Chapter 4: Information Management and Privacy Risk Management
Privacy Risk Management and Privacy Harms
Privacy risk management identifies and mitigates risks to information assets. Privacy risk is the likelihood individuals will experience problems from data processing plus the impact if they occur; privacy harms include loss of self-determination, discrimination, loss of trust, and economic loss.
Per NIST, privacy risk management helps enterprises weigh the benefits of data processing against the risk and choose a risk response. ISACA frames it as building consumer trust by safeguarding personal data throughout the life cycle. A code of ethics can aid this weighing.

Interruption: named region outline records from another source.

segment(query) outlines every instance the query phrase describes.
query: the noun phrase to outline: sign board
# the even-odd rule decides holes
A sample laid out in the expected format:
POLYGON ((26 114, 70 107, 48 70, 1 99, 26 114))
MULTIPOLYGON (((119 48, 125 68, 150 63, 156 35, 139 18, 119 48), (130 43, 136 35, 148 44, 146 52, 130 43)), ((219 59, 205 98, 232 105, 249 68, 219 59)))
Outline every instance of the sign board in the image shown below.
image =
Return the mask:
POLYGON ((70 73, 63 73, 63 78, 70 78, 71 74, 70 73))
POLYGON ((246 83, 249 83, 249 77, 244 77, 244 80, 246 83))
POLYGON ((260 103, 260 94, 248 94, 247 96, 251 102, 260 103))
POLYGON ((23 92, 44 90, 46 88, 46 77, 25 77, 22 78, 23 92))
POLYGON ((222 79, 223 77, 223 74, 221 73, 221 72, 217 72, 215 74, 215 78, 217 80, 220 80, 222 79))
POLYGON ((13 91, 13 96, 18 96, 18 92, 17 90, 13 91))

Privacy risk is the likelihood individuals will experience problems from processing plus the impact if they occur. Example risks: lack of safeguards, third-party access, lack of encryption, mobile malware, social media attacks, social engineering, and outdated security software.
🔑 Privacy harms
Privacy harms are the core of risk calculation: loss of self-determination (autonomy, exclusion, loss of liberty, physical harm), discrimination, loss of trust, and economic loss.
Key terms - quick answers
What is “Privacy risk management”?
A process that identifies and assesses risks to information assets and implements mitigation strategies.
What is “Privacy risk”?
The likelihood that individuals will experience problems from data processing, and the impact of those problems if they occur.
What is “Privacy harms”?
Harms including loss of self-determination (autonomy, exclusion, loss of liberty, physical harm), discrimination, loss of trust, and economic loss.
What is “NIST”?
National Institute of Standards and Technology - source of voluntary privacy and cybersecurity frameworks.